Armstrong is vice president of the Mortar Board Honor Society for seniors, which selects its members for demonstrating leadership and scholarship on campus, he said.

“Last week, I helped set up the [leadership] conference, where a bunch of high school students came in, and we had a little conference, and … the professors came and talked to them,” Armstrong said.

He joined Zeta Beta Tau fraternity as a freshman, served as treasurer and was president his junior year.

Armstrong said he might not have been as involved at a bigger university.

“[Lyon’s] got a smaller community.

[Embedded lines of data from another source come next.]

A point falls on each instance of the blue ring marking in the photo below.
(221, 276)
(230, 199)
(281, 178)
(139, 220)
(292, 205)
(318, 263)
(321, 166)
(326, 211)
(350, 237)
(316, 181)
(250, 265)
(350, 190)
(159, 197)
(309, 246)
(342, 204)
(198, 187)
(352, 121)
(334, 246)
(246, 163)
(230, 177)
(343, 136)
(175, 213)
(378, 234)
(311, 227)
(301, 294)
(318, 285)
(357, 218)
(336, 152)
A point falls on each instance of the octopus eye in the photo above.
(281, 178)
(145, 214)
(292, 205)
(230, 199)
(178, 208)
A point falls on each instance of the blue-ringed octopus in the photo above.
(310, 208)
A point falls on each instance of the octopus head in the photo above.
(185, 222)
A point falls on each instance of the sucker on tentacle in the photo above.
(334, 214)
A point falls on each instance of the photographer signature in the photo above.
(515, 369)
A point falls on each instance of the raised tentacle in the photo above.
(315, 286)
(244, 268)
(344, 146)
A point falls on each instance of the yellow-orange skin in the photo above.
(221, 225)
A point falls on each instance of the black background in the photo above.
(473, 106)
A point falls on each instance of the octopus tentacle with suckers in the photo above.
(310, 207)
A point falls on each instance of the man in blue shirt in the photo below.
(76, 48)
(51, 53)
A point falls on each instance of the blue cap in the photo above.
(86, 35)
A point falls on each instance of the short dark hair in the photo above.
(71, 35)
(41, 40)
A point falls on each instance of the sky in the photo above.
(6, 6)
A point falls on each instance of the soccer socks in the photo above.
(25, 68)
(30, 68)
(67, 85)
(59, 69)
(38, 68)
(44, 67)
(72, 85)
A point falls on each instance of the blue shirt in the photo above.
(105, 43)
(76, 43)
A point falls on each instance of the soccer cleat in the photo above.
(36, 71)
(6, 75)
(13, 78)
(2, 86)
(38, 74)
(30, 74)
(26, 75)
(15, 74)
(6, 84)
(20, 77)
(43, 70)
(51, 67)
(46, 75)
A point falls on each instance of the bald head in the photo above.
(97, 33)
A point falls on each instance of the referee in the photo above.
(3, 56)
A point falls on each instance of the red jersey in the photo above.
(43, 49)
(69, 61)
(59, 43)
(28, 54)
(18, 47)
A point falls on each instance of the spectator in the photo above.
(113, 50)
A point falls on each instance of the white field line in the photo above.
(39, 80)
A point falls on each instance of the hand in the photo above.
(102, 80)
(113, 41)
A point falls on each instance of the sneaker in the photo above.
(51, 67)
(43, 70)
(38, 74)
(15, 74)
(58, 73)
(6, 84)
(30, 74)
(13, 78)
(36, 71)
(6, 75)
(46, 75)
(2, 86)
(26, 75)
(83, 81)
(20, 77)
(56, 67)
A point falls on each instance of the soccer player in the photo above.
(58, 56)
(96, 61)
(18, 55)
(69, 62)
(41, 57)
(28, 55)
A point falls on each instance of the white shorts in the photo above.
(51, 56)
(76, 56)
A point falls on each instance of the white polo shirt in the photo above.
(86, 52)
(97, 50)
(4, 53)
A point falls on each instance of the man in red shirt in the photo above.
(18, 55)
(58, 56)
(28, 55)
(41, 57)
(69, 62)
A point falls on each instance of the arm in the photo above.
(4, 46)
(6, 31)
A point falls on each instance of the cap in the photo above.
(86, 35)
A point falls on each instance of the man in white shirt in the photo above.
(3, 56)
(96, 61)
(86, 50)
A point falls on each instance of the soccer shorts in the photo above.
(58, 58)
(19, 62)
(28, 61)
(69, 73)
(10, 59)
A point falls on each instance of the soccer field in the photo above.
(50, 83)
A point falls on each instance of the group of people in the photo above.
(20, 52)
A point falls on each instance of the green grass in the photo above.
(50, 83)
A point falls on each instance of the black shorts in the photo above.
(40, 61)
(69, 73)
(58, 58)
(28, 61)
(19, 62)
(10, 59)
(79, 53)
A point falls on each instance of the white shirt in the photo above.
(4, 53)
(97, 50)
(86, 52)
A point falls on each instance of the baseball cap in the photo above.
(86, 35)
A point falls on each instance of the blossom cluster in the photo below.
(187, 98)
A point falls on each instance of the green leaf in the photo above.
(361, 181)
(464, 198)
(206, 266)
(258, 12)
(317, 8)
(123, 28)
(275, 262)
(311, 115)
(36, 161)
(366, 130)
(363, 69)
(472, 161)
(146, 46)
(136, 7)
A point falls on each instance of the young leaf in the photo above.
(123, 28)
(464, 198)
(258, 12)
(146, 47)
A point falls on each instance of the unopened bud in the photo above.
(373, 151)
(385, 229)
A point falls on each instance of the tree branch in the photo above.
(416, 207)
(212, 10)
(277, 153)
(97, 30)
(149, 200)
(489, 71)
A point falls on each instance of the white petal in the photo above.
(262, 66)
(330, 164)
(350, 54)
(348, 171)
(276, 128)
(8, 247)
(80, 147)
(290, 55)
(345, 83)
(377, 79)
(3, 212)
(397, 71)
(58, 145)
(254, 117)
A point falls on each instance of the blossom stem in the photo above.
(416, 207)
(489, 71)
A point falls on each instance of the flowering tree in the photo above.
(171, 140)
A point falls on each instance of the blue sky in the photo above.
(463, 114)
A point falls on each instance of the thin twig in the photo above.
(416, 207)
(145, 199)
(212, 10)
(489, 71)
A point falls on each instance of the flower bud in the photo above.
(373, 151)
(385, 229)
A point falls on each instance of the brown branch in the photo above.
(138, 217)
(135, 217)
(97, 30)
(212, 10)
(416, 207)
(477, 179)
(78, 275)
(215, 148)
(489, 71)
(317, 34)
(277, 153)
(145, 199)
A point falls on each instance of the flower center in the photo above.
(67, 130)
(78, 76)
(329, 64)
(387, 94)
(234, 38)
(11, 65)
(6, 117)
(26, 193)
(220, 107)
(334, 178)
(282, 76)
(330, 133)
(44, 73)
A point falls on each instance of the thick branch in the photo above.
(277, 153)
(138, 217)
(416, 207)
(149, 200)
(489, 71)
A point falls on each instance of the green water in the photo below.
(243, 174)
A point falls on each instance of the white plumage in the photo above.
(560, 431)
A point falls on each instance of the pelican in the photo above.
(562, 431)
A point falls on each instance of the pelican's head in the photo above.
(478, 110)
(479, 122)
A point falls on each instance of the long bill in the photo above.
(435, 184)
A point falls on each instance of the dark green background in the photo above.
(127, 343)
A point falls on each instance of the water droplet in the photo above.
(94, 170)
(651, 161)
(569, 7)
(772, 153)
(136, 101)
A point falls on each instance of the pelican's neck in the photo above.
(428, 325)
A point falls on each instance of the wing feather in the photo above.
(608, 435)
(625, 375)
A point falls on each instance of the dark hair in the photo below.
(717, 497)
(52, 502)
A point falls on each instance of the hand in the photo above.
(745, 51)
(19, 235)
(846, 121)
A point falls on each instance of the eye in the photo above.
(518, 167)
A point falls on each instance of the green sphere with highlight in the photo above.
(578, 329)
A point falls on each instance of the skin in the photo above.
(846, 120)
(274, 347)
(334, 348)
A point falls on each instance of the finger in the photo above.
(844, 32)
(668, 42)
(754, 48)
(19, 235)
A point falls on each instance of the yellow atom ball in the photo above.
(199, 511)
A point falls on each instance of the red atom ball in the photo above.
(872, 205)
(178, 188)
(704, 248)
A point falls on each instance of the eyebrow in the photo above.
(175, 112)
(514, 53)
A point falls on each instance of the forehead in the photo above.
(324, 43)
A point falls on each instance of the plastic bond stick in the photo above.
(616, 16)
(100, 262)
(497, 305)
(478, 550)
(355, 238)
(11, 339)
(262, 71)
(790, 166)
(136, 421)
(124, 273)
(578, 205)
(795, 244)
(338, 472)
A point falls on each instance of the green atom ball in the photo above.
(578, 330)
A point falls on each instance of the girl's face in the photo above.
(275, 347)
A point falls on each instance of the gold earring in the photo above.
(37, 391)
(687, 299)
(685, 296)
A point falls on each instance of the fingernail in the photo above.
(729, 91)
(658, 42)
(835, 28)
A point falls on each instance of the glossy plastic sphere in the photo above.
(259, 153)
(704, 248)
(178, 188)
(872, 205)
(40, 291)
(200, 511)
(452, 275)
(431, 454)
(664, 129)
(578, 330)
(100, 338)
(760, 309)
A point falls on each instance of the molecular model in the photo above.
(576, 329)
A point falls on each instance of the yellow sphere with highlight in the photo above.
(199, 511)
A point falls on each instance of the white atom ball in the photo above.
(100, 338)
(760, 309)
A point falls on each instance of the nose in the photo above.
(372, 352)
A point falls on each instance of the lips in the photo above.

I think it’s more tight-knit. … It just kind of helps me put on more hats around campus,” he said. “I was able to interact with the students and professors in a more personal way than I could at a larger university.”

Armstrong also serves as a resident assistant on the second floor of McRae Hall on campus, a position he’s held for three years.

“I make sure nothing is going wrong on that floor, essentially, … and I’m being a resource to them,” he said.

“It’s been overwhelming, but I think one of the best things that helped me out was just keeping my hobbies and not abandoning them, so I had something else to keep me going,” Armstrong said.

He’s applying to UAMS Pharmacy School, but he’ll keep balancing all his activities at Lyon until then, especially his love of playing the bagpipes.

“I’m worried that pharmacy school will take up too much time, and I’ll lose it or won’t keep it up,” he said of his bagpipe playing.

Bell encouraged Armstrong to keep playing.

“He will, of course, be loaded down at pharmacy school but should get a little practice in. It’s a great way to relieve the stress of school, a lot like golf in that respect. You can’t be good if you’re worrying about other things,” Bell said.

Armstrong won’t hear of letting his passion go.

“I think keeping hobbies like that is really important, no matter what you’re doing,” he said. “I don’t want to stop.”